Air Force Apologizes for Tweet Linking Deadly Battle to Internet Meme

Air Force Apologizes for Tweet Linking Deadly Battle to Internet Meme

"The Taliban Forces in Farah city #Afghanistan would much rather have heard #Yanny or #Laurel than the defeaning #BRRRT they got courtesy of our #A10", the Air Force tweeted, deploying a number of hashtags to engage in the conversation about the popular audio clip.

Some former US military officials viewed the tweets as a departure from the more measured online messaging typical of the USA military.

The U.S. Air Force walked back a tweet Thursday about the viral debate over whether a sound clip sounds like the word "Yanny" or "Laurel".

The Air Force Tweet came up in the weekly Pentagon briefing when Dana White, the Pentagon's chief spokesperson, was asked whether jokes should be made about a battle in which friendly forces were killed.

It was made in poor taste and we are addressing it internally. See what side they landed on down below. Afghanistan's literacy rate is only 31 percent, according to United Nations figures, and 70 percent of Afghans do not have access to reliable electricity.

From the moment it reaches your ears, you become part of one of three tribes: Yanny, Laurel or, perhaps the most infuriating group, "I can hear both!"

But the background of the battle in Farah is much starker.

"But it's probably just an airman who saw this and said, 'This is pretty cool, let's get it out there, ' and the editing process failed", said David Des Roches, a retired Army colonel who teaches at the National Defense University.

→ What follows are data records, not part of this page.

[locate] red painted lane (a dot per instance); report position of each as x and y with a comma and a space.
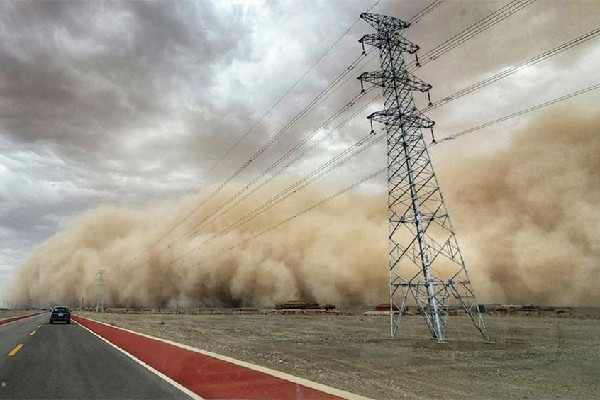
206, 376
13, 319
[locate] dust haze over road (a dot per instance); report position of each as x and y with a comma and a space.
526, 217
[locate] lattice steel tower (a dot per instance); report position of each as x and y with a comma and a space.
426, 265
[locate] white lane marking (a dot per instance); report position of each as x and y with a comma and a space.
160, 374
277, 374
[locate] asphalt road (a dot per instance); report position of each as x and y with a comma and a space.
64, 361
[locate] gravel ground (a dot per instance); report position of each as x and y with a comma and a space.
533, 357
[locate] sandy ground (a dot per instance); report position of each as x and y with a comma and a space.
12, 313
533, 357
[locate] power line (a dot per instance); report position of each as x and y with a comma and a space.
416, 18
515, 68
288, 91
315, 101
472, 31
376, 173
421, 14
519, 113
346, 155
308, 209
236, 199
460, 93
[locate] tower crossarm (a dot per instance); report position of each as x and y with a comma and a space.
392, 116
404, 78
380, 40
390, 23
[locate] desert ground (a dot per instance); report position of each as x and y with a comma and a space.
534, 356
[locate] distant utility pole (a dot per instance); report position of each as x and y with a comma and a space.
100, 275
425, 262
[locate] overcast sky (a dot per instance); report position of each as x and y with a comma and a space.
132, 102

The U.S. military has provided air support with A-10 attack aircraft and drones.

The U.N. investigators could not confirm if the casualties were all civilians or whether Taliban leaders had been present at the time of the airstrike.

Even last week, the Afghan Defense Ministry insisted that 18 important Taliban commanders, including Mawlawi Baryal, a member of the Quetta Shura, were killed in the attack.

The Taliban has claimed that it has taken control of the city, but the US and Afghan governments deny that. For some, the more conciliatory approach was preferable.